CULTURED: It’s part of Creative Capital's mission to fund the arts as an essential facet of democracy. The last five years have been marked by a lot of political upheaval and movements across the country. I'm wondering how you see artists’ or the arts’ role in that at this moment.

Kuan: We were founded after the National Endowment for the Arts discontinued its grants to individual artists, and we've always believed that one single artist can have an outsized influence on the world. We were founded by the Warhol Foundation, so it's truly embedded in the roots of this organization that we believe in the individual artist and their power to contribute to society. 

I think what we're seeing now is that Creative Capital's work is more relevant than ever.

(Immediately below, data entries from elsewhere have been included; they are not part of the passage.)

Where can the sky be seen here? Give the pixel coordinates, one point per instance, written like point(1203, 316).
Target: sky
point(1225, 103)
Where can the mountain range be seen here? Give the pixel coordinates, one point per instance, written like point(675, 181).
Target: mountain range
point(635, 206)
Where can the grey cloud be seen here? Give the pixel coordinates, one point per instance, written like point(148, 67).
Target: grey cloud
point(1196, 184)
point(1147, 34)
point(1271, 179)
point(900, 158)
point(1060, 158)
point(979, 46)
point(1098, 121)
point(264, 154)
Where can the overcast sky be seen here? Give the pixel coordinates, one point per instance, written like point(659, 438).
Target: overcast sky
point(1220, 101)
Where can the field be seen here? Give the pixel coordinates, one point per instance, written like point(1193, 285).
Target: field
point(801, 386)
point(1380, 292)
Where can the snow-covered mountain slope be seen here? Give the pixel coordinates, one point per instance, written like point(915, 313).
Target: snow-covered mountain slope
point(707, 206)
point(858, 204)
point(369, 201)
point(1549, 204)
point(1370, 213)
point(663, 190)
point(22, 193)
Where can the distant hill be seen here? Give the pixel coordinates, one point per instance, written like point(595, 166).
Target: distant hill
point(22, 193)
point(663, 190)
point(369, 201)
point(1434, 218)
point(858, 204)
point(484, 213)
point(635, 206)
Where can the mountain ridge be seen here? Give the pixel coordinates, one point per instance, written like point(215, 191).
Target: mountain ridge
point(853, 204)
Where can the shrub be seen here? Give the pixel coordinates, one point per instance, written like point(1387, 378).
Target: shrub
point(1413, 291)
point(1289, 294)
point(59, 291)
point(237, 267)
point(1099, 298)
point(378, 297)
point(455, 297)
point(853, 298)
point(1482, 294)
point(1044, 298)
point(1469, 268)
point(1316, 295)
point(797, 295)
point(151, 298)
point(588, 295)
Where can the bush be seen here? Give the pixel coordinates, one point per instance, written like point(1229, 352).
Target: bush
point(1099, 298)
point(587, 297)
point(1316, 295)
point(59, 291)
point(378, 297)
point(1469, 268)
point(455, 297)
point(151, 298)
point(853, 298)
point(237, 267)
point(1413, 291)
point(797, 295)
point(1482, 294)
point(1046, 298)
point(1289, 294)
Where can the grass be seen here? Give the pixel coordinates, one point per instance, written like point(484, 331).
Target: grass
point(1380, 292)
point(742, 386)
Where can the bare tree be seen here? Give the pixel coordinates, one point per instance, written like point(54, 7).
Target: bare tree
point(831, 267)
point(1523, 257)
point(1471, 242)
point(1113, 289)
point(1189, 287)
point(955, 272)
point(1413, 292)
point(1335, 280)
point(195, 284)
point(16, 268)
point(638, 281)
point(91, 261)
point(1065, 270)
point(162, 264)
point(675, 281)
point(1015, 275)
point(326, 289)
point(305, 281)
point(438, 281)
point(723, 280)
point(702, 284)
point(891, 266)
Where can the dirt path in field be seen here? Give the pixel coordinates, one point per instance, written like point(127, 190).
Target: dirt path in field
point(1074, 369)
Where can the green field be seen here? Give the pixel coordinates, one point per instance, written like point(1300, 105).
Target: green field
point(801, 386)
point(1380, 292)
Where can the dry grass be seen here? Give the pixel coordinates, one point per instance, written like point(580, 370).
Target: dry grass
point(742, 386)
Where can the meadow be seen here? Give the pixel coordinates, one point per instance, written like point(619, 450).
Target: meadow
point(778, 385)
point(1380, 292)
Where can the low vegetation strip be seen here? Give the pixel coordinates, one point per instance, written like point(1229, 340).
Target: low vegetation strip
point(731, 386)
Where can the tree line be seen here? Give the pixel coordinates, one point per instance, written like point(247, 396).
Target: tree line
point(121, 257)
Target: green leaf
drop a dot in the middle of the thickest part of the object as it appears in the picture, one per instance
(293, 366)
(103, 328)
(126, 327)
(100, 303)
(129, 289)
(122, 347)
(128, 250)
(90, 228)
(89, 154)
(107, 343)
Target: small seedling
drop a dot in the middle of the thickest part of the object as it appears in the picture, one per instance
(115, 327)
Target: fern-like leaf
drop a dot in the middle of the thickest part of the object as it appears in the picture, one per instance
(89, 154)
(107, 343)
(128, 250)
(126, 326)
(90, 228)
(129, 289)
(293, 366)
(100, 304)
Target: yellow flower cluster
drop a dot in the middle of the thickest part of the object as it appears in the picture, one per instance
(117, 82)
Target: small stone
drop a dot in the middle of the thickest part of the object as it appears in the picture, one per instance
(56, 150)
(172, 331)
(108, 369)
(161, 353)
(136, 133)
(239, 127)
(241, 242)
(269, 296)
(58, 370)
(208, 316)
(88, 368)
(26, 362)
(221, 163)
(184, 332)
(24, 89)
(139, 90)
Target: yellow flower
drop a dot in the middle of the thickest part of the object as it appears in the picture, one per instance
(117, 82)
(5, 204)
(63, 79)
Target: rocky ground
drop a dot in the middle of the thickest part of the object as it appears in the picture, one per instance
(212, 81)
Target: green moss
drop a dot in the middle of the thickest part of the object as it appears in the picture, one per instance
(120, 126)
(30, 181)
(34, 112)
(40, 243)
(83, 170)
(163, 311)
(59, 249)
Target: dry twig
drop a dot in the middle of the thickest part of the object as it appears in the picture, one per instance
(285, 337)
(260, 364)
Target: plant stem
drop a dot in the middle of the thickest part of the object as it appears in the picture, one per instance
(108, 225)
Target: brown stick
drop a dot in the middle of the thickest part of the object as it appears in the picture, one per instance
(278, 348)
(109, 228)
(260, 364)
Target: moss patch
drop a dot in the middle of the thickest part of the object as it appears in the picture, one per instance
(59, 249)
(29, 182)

It's not about the market; it's not about what sells or what's hot. Many of our awardees are financially and commercially successful, but we're really interested in fostering new ideas and a spirit of generosity. Our work is made possible by Andy Warhol’s life and [the Andy Warhol Foundation for the Visual Arts] is giving back to other artists. The fun part is, we don't prescribe what we're looking for. Our mission is not only about the artist’s freedom to create what they dream of making, but also that Creative Capital has the freedom to fund what’s bold, groundbreaking, and never-before-seen. 

As an independent public charity that fundraises every dollar we give to artists, we're free to fund whatever the reviewers deem to be exciting and radical in the field. That's very liberating for me as president, to be in that position where I can just say, “We don't know what's going to come in this year, but we have the freedom to support it.”